Des complaintes, l’une est devenue célèbre, si l’on peut dire, « La Complainte de Marie-Ange », où – sur un air qu’il ne sait réellement s’il doit être attribué à Georges Guétary ou aux Compagnons de la Chanson – il s’adresse à la jeune fille qu’il croisait enfant. Cette complainte, il la réinterprète à chaque nouvelle exécution, le corps penché au-dessus de la citerne située à l’extérieur de la maison. D’abord débarrasser la grille des feuilles de châtaigniers, puis entonner son chant, se laissant porter là où les mots l’emmènent malgré un canevas d’origine, sorte d’improvisation plus ou moins volontaire des couplets qui s’enchaînent. Il lui parle à Marie-Ange, à la deuxième personne, il lui parle de ces moments partagés au château de Rubelles où ses parents furent employés quelques années après ses huit ans. À la manière des souvenirs écrans répétés à l’envi, on perçoit qu’au-delà de cette complainte, Jean-Marie Massou a construit autour de cette enfant une figure qui semble avoir concentré pour lui l’image de l’idéal. Une enfant jouant avec ses jolis jouets. Le temps suspendu de l’enfance, loin à ses yeux des préoccupations pulsionnelles du monde des adultes.

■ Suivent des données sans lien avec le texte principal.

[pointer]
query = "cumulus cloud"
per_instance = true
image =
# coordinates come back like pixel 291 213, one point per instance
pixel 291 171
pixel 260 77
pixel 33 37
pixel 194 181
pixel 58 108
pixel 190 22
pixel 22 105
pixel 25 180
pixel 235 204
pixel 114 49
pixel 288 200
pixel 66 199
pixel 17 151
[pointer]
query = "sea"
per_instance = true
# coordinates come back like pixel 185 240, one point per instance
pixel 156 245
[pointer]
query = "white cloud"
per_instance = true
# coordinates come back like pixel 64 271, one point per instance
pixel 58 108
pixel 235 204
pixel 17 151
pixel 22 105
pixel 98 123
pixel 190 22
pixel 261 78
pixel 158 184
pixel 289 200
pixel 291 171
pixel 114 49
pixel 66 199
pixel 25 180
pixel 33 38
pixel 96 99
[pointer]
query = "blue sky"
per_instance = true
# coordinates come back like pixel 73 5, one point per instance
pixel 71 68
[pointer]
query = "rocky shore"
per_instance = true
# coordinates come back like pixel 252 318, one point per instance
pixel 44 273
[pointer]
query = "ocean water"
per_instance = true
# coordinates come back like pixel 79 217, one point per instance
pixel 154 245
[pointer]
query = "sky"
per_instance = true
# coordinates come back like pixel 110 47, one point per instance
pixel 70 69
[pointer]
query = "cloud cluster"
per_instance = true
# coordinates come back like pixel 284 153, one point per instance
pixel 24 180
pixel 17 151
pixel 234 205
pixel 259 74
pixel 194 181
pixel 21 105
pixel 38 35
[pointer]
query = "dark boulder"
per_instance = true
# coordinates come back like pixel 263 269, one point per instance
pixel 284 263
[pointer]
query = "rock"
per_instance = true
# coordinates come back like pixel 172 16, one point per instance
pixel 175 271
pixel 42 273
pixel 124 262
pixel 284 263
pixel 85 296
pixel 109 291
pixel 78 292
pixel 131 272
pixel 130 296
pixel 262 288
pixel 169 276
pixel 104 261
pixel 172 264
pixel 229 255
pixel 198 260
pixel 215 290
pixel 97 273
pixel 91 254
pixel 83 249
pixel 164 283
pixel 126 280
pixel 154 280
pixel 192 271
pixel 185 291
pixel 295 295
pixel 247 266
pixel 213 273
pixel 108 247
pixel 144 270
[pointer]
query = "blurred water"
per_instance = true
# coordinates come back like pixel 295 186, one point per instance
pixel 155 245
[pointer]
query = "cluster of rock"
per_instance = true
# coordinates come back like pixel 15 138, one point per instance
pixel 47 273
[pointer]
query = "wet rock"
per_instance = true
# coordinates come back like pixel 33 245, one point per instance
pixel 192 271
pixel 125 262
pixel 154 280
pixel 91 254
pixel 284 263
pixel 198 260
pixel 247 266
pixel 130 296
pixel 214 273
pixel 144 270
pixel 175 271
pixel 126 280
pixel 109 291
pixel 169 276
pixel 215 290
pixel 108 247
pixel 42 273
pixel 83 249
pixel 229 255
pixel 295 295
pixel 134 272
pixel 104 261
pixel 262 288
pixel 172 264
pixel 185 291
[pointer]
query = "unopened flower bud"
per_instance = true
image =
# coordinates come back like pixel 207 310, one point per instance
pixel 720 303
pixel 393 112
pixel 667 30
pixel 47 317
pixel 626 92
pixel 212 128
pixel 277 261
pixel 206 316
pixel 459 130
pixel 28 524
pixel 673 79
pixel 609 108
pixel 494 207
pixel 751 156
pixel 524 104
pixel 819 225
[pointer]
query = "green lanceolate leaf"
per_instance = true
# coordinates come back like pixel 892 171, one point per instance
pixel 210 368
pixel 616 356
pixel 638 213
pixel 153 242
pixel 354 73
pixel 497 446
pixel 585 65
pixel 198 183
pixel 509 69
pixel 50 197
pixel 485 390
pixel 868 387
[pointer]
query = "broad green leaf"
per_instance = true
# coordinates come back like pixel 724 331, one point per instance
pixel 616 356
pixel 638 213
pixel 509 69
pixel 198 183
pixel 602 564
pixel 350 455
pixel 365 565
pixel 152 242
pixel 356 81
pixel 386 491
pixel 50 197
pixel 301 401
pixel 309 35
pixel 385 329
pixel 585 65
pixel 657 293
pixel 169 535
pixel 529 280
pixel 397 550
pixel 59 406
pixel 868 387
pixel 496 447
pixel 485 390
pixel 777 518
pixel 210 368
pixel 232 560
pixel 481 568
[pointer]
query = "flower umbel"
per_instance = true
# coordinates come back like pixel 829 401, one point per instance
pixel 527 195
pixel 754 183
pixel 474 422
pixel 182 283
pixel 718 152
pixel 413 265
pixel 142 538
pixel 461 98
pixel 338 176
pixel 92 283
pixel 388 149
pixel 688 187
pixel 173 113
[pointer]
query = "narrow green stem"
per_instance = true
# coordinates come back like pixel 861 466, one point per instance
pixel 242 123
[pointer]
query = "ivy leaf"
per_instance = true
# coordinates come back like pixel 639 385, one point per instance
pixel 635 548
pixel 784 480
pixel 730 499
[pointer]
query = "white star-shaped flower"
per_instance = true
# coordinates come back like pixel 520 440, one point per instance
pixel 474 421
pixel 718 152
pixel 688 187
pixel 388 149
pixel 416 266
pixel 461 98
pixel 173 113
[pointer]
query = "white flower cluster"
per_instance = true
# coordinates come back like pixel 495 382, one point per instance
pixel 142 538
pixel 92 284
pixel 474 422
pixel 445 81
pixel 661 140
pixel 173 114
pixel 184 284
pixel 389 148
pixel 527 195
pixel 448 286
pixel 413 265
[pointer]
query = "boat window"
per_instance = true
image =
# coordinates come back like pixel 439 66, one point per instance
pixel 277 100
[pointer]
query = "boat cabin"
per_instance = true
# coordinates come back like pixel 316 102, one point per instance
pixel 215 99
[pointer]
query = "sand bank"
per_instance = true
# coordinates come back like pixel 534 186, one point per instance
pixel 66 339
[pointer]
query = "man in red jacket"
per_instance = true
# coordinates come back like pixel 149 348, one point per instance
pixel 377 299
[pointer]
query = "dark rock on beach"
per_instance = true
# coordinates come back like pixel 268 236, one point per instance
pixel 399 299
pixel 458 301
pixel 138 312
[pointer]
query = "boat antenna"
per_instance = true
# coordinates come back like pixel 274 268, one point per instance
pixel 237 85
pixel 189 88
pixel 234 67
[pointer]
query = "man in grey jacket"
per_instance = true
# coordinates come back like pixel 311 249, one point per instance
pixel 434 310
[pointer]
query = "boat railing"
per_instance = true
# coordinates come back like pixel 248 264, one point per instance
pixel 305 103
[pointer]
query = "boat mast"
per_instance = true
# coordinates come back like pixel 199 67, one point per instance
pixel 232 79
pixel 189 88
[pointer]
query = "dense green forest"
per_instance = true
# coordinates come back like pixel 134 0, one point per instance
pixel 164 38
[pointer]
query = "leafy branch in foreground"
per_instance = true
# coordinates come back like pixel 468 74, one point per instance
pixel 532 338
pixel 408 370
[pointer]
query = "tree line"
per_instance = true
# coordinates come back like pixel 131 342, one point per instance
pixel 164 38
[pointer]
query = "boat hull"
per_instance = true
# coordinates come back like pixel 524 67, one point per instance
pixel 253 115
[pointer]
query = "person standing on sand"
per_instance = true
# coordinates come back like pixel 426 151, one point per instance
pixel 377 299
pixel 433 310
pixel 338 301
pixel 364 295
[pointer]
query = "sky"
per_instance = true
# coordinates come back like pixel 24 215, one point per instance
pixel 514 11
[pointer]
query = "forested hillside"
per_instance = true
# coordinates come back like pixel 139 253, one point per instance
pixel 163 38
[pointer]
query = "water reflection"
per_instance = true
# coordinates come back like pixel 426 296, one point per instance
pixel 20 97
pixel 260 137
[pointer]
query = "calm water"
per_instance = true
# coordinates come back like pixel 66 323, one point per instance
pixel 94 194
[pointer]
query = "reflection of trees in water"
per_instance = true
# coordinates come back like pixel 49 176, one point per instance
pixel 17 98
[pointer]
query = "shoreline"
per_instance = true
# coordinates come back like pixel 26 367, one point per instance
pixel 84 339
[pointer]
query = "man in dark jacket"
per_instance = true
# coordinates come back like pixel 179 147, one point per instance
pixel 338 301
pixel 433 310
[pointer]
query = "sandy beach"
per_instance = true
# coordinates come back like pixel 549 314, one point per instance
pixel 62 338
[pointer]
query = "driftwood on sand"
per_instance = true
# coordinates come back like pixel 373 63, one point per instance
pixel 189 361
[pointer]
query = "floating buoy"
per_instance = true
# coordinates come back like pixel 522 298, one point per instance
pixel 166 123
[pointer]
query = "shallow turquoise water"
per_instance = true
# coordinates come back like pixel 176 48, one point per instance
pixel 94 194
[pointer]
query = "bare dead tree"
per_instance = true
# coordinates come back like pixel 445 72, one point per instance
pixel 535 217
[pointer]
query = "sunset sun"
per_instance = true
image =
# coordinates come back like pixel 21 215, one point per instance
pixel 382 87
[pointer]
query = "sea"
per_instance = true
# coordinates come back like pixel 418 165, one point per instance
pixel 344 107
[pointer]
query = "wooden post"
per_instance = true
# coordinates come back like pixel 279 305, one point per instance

Au-dessus de la citerne, il peut également chanter La Complainte de La Mort du Pape Pie XII, un air sans parole qui lui est venu « comme une apparition », après un rêve. On est dès lors emportés par un chant qui invite les fantômes du fond des âges de tous les territoires à tradition. Jean-Marie Massou ne censure rien, ne prépare rien, ne se soucie de pas grand-chose, donc quand il chante, il chante entièrement. Il se jette dans sa voix et s’y installe pleinement, et le corps participe, la gorge racle, la peau gratte, la respiration se fait entendre. Il y a quelque chose de l’engagement absolu dans l’acte, et c’est cela qui fait la différence entre lui et ma voisine. Mais il peut aussi chanter Du gris, sourire en coin, posture de dandy et clope en bois au bec.
Jean-Marie a conscience du spectacle qu’il offre, il accepte volontiers le qualificatif d’artiste : « bah bien sûr, que je suis un artiste, vous avez vu le travail ?! Je suis un artiste, et au paradis, il n’y a que des artistes ». Il peut nous dire par exemple après une prise : « oh c’est magnifique, c’est magnifique, celle-là c’est la bonne ! », ou ponctuer une autre plus difficile au milieu du couplet d’un : « oh c’est mauvais, c’est mauvais... », tout en continuant à chanter.
On se dit que l’expérience de la caméra d’Antoine Boutet l’a marqué (« ah oui, ah oui… Je fais comme si vous n’étiez pas là »), et qu’il sait jouer de cela. C’en est autrement du travail qu’il fait en solitaire, cet exercice d’enregistrement quasi quotidien sur des kilomètres de rouleaux, comme il dit.
Les cassettes
Enserrées d’élastiques par lot de trois ou quatre, Jean-Marie Massou se repère dans
ses cassettes en fonction des dessins ou des collages qu’il fait sur les boîtiers. Il ne sait ni lire ni écrire, mais il dessine des personnages, des objets, des symboles qui lui rappellent le sujet du contenu.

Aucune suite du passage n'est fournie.